As the die center deflects downward, the die edge is free to move inward, effectively releasing the radial tension but simultaneously building tangential (hoop) compressive stress. Bending moments are created along the perimeter that progressively curve the die into the precise mold shape. As discussed above, the primary difficulty in using free edge forming with thin unsupported plates is suppressing out-of-plane deformations caused by in-plane compression of the thin dies. These instabilities are driven by the same forces that induce wrinkling instabilities in sheet metal drawing processes. The highest risk of instability in our process occurs near the initial contact of the pressure membrane and the die.
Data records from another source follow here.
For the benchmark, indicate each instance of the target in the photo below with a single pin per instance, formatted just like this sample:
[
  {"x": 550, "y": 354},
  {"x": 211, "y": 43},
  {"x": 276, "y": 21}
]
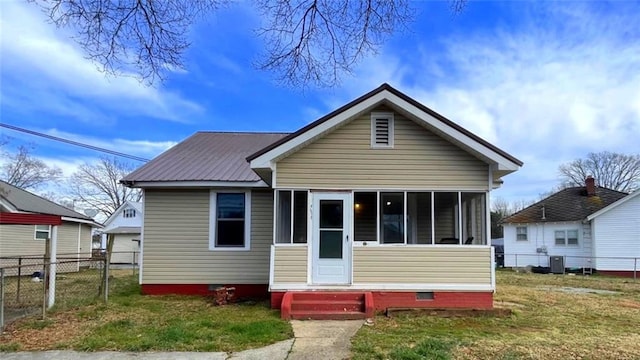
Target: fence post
[
  {"x": 106, "y": 279},
  {"x": 19, "y": 278},
  {"x": 1, "y": 299}
]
Pressure on the die surface is reacted by the corners in contact with the mold but not along the die edge, where the middle remains unsupported. A localized, central kink may form when the thickness-to-length ratio if too large. The kink is elastic and can be reversed by removing pressure but will cause rapid failure if increased. One key innovation in this work was the optimization of the mold surface using a conical annulus around the die perimeter that supports the entire edge during initial loading. Thus the mold has a curvature that transitions from spherical near the center to more conical near the die edge. As the shaping progresses, normal loads applied through the pressurized membrane further suppress out-of-plane deformations [Fig. 2(b)].

Finite element simulations were performed with ABAQUS Standard to estimate the strains during the bending process for different curvature states and die thickness. The model was composed of three components: the rigid mold surface, a shell element representation of the silicon die, and a membrane representation of the flexible pressure bladder. The die was discretized into approximately 1000 elements. To simplify the model, we approximated the highly anisotropic silicon as an isotropic material with a Young’s modulus of 150 GPa and a Poisson ratio of 0.17. These stiffness estimates average the orientation dependent elastic behavior in the (100) plane between the [100] and [110] directions to provide accurate strain predictions and good approximations of the induced stresses. We assigned a friction coefficient of 0.005 between all contact surfaces. A uniform pressure was applied to the membrane using a smooth step amplitude dependence. We contrast this with a model of the commonly used membrane microfabrication method where the die is selectively thinned to form a membrane while retaining a full thickness wafer surround and then pressurized to deform the thinned area.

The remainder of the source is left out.